Avoiding planetary catastrophe gives a president and the executive branch a higher dispensation than that granted by the Constitution. Obamacare was implemented under the Affordable Care Act, passed by Congress in 2010. Implementation of the Clean Power Plan is by administrative fiat and the Senate was bypassed when the US ratified the 2015 Paris Agreement. What we see here is important, that America’s eighteenth century Constitution should not be allowed to impede a project in which society is to be radically transformed through the agency of the state. As the embodiment of an ideal of freedom, the Constitution is incompatible with a project that is alien to the tradition of liberty flowing from America’s founding, though not to the ideologies, originating in Europe, from which the project first sprang. The two cannot co-exist. One or other will prevail and define America for decades to come.

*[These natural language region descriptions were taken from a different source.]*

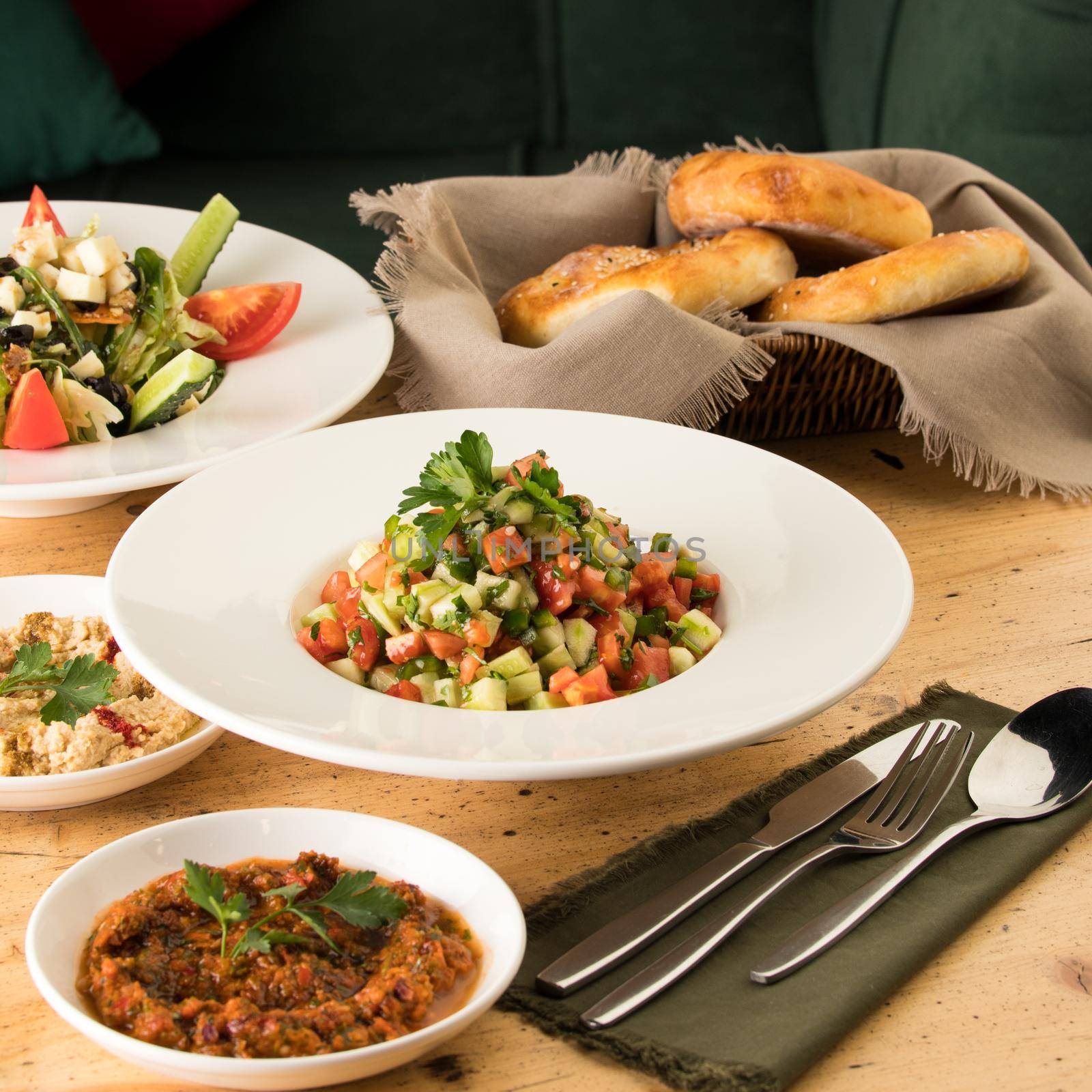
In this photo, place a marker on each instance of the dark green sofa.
(289, 107)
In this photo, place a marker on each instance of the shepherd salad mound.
(509, 593)
(96, 344)
(70, 700)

America has had such an enormous impact on the modern world and the huge gap between American hard power and the rest of the world sometimes blinds Americans – especially American conservatives – to America’s vulnerability to other countries’ soft power. America invented Earth Day in 1970 and gave birth to post-war environmentalism with Rachel Carson’s Silent Spring (1962). Yet even these seemingly all-American products drew on ideas from across the Atlantic and from across the historical chasm of the Second World War; the cancer chapter in Silent Spring, for instance, was influenced by the Nazis’ belief that industrialization was causing a cancer epidemic.
If there is a purely American strand of environmentalism, the demands it made on America were fairly limited. The costs of banning DDT – the principal policy consequence of Silent Spring – were mainly inflicted on Africans exposed to the risk of malaria. Thanks to the availability of cheap substitutes, phasing out CFCs a decade-and-a-half later to preserve the ozone layer hardly required Americans to change their lifestyles. Preserving habitats and wildernesses did not necessitate transforming American society and culture.
There is a strand of American apocalyptic thinking that was first initiated by scientists after 1945 in reaction to the atomic bomb. But this scarcely amounted to an ideological challenge to the basis of American capitalism. That came when it was mixed with the post-Marxist environmentalism developed by German exiles and subsequently weaponized by the Progressive Left in America. They were the prophets who prepared the way. Their student followers in Germany would come to form the leadership of the Greens in the early 1980s. The Greens are a link with another group of prophets; prophets because, active within the Nazism in the 1920s and the 1930s, chronologically they came first and because Nazi ecological politics were rehabilitated by the Greens and would come to form part of mainstream German and then European politics. What united them was a deep hostility to capitalism and the free market. Against them stands the Jeremiah of capitalism. Far from wishing to see capitalism fail, Joseph Schumpeter foresaw its death coming from its own hand, although he could not have seen that the instrument it would use to turn up itself would be environmentalism.
This, then, is the ideological landscape across which the action unfolds. At the end of the 1960s, whilst American environmentalists were focusing their efforts on banning DDT, Sweden was putting the world’s coal-fired power stations in the cross-hairs when it made acid rain the top environmental problem. By making energy policy the focus of international action, it gave environmentalism an escalator to transform the basis of industrial civilization. In the past, waves of innovation have transformed the fabric of American society and vastly improved Americans’ quality of life. None was as transformational as cheap, ubiquitous electrical power. It bade farewell to the age of steam, gaslight and paraffin. Grid-supplied electricity is the technology that separates the twentieth century from the nineteenth on which the technologies of our own century depend. It helped trigger a social revolution. Electrical appliances replaced domestic servants and the liberation of women from household drudgery began. This is different – a planned societal and cultural transformation directed by the administrative state.
Within a year of Barack Obama’s election to the White House, such a transformation was being discussed by European climate change radicals and senior Democrats at a conference in Germany. Where Europe led, America would follow. This book tells the story of two countries and three environmental scares. Two originated in Sweden (acid rain and global warming) and one (the nuclear winter) was transmitted from Moscow via Stockholm.